Di pintu utama rumah besar, badai warna-warni telah reda sebelum Remi pergi, pihak-pihak yang tadinya bermusuhan kini duduk bersama dengan tenang “mengobrol”. Yang berbicara adalah penjaga gerbang Meiling, yang tadi mengalahkan peri dan monster kecil tanpa perlawanan seolah dewi perang turun ke dunia.

Alasan kata “mengobrol” diberi tanda kutip, karena makhluk-makhluk lemah ini tidak terlalu pintar, mereka hanya bisa berkicau tanpa aturan. Sesekali ada satu-dua yang tahu cara berbicara, namun hanya bisa merangkai beberapa kata, tidak bisa membentuk kalimat lengkap.

Namun, dalam kondisi komunikasi yang sulit seperti ini, Meiling tetap dapat memahami apa yang ingin mereka sampaikan, bahkan menikmati obrolan itu.

“Tidak… lebih… kuat…”

Yang berbicara adalah peri kecil yang melayang di depan Meiling, dengan sayap transparan yang bergetar cepat, ia menjelaskan dengan suara lembut.

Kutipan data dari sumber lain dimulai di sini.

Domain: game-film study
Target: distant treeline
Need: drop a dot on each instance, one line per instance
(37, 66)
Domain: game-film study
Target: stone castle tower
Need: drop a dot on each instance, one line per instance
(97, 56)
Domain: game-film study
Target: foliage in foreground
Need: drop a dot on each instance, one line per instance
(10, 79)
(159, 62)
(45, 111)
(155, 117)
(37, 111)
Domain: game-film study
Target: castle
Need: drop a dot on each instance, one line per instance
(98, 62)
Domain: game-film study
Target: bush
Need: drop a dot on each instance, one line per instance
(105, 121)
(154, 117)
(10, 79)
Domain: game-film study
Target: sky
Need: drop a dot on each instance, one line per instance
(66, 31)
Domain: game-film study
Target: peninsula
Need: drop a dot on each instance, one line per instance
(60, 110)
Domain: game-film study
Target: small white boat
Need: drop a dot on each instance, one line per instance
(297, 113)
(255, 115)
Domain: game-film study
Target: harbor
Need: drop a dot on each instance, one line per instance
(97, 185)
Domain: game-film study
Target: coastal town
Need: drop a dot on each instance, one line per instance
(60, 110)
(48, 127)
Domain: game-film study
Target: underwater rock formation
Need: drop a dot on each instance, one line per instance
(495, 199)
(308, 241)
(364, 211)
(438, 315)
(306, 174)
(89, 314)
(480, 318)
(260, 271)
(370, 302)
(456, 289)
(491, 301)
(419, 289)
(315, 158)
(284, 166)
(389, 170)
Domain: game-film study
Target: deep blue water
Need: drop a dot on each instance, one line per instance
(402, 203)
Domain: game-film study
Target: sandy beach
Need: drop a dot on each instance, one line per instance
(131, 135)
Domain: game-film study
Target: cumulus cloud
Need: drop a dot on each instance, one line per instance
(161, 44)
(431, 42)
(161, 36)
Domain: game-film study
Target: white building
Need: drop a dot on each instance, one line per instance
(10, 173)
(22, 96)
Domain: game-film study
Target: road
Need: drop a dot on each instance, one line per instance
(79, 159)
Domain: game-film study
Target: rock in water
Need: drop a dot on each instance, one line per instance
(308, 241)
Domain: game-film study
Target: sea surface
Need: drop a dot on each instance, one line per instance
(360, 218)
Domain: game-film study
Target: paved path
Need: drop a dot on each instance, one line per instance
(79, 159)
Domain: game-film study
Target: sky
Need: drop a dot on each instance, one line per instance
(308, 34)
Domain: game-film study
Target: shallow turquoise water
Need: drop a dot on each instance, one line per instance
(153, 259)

“Ah, maksudmu, yang mengusir kalian tadi tidak sekuat nona besar kami, kan?”

Senyum di wajah Meiling perlahan menghilang, lalu ia terdiam sejenak sebelum berkata.

“Terima kasih, makhluk kecil, sepertinya aku tak boleh lengah, musuh mungkin ada di sekitar sini.”

Peri kecil yang mendapat pujian bersorak gembira, lalu dengan lincah terbang di depan Meiling, gerakannya begitu anggun seperti sedang menari.

“Terima kasih juga, kalau bukan kalian yang mengingatkanku, mungkin aku akan lengah…”

Meiling tersenyum pada makhluk-makhluk kecil di sekitarnya, lalu menoleh ke arah hutan.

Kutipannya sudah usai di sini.